12.1.1 三軸圧縮応力状態では強度が上がる

 部材の設計に、積極的に三次元的な応力状態の解析をする例は多くありません。経験的に知られていることは、柱を三軸圧縮応力状態にすると、強度が上がることです。木材の柱は、大きな軸方向の荷重を受けると縦割れを起こします。そのため、金具で巻いて横方向の膨らみを抑える例を見ます。鉄筋コンクリートの柱の細部構造では、断面の周に軸方向鉄筋を配置し、それを帯鉄筋で束ねるようにして横方向の膨らみを抑えます。帯鉄筋の配置が適切でないと、軸方向の鉄筋が篭をつぶしたように膨らみ、中身のコンクリートが飛び出し、柱が圧壊します。鉄筋コンクリート造のビルが地震時に崩壊するときに見られます。プレストレスコンクリートの柱や梁は、全体を篭状に構成する普通鉄筋の量を多くすることで、軸方向に大きなプレストレスを加えることができます。
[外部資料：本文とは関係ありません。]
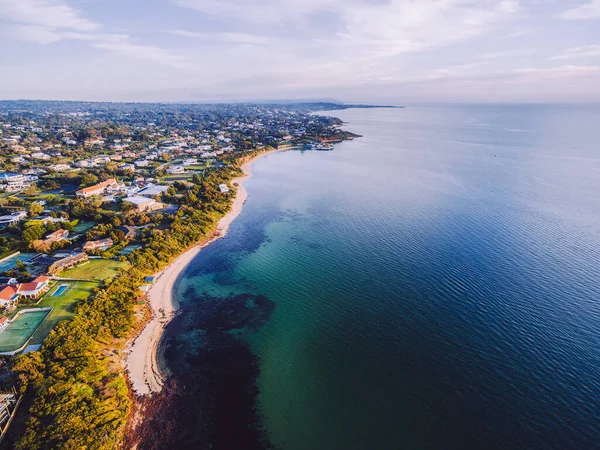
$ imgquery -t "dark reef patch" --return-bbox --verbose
[124,292,276,450]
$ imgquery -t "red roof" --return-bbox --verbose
[18,282,39,292]
[34,276,49,283]
[76,178,117,195]
[0,285,18,301]
[0,317,7,325]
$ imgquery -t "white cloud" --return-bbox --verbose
[550,45,600,59]
[0,0,189,69]
[163,29,271,45]
[174,0,521,56]
[514,65,600,75]
[0,0,99,31]
[92,37,192,69]
[7,24,62,44]
[561,0,600,20]
[478,48,535,59]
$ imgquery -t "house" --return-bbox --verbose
[0,211,27,227]
[76,178,117,198]
[37,216,68,225]
[0,317,8,329]
[48,252,88,275]
[0,276,50,306]
[117,225,137,240]
[16,276,50,299]
[166,165,185,174]
[219,184,230,193]
[83,238,113,252]
[122,197,163,212]
[49,164,72,172]
[0,173,30,192]
[0,286,18,307]
[182,158,197,166]
[45,229,69,243]
[31,152,51,161]
[134,160,150,168]
[137,185,168,198]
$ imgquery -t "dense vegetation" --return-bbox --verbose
[8,150,261,449]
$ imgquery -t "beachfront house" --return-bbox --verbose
[0,286,18,307]
[0,276,50,306]
[219,184,230,194]
[16,276,50,299]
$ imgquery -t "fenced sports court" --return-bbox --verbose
[0,308,51,355]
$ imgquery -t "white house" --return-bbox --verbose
[0,211,27,227]
[167,166,185,174]
[135,160,150,168]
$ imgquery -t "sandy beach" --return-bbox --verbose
[125,148,279,396]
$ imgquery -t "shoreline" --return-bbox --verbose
[124,148,280,396]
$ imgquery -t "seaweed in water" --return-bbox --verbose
[124,292,277,450]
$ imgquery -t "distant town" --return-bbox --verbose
[0,100,364,446]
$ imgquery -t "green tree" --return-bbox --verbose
[28,202,44,217]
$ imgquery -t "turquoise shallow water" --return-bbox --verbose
[165,104,600,450]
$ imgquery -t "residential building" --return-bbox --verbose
[117,225,137,240]
[167,165,184,174]
[219,184,230,193]
[83,238,113,252]
[0,211,27,227]
[44,229,69,243]
[0,276,50,306]
[137,185,168,198]
[48,252,88,275]
[16,276,50,299]
[76,178,117,198]
[49,164,72,172]
[123,197,164,212]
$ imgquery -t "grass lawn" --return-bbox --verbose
[0,309,51,352]
[73,220,96,233]
[186,164,208,170]
[29,281,98,345]
[61,259,130,281]
[162,174,195,181]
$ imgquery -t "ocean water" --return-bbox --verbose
[165,104,600,450]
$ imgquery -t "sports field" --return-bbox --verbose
[61,259,129,281]
[0,309,51,353]
[29,281,98,344]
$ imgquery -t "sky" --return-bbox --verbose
[1,0,600,103]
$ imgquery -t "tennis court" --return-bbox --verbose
[0,309,51,353]
[0,253,36,272]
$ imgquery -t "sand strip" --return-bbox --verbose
[124,148,279,396]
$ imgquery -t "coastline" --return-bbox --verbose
[124,148,280,396]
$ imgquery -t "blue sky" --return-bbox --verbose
[1,0,600,102]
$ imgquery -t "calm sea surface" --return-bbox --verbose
[169,104,600,450]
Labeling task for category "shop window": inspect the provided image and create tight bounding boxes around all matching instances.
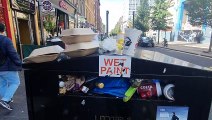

これらのコンクリート部材の表面は、その面に垂直な方向の応力度が0になっています。大きな応力が作用するとき、篭状に組んだ鉄筋の外側コンクリートで、かぶりに当たる部分が剥がれる破壊が先に起きます。この部分が三軸圧縮応力状態にないからです。山はねも同じ原理の破壊です。支圧は、或る狭い範囲に大きな圧縮荷重が作用するときを言うのですが、その範囲の外側が抑えの横方向の圧縮応力度として作用する効果が発生し、結果的に大きな支圧応力度に耐えます。ただし、大きな支圧応力度の作用面の境界では、局部的に剪断応力度が大きくなって凹みが生じ、さらにはパンチのような押し抜き剪断破壊が生じます。支圧の許容応力度を決めるときは、平均的な圧縮の許容応力度の1.5ないし2倍を超えないようにします。道路の舗装は、大きな集中荷重を分散させて、構造部材本体の支圧応力度が大きくならないようにする目的があります。砂や砂利は、それ自体は弾性体ではないのですが、舗装材の使い方をして、その下に作用する地盤への支圧応力度を低める目的があります。鉄道の砂利道床もそうです。伝統的な日本建築は、柱の直下に大きめの礎石を置きます。その下に砂利や玉石を敷き詰め、よいとまけで固める作業をして柱の荷重を地盤に分散させます。古い巨木建築の遺構は、礎石を含めた基礎部分が他より丈夫な構造になっていますので、柱の位置が発見されます。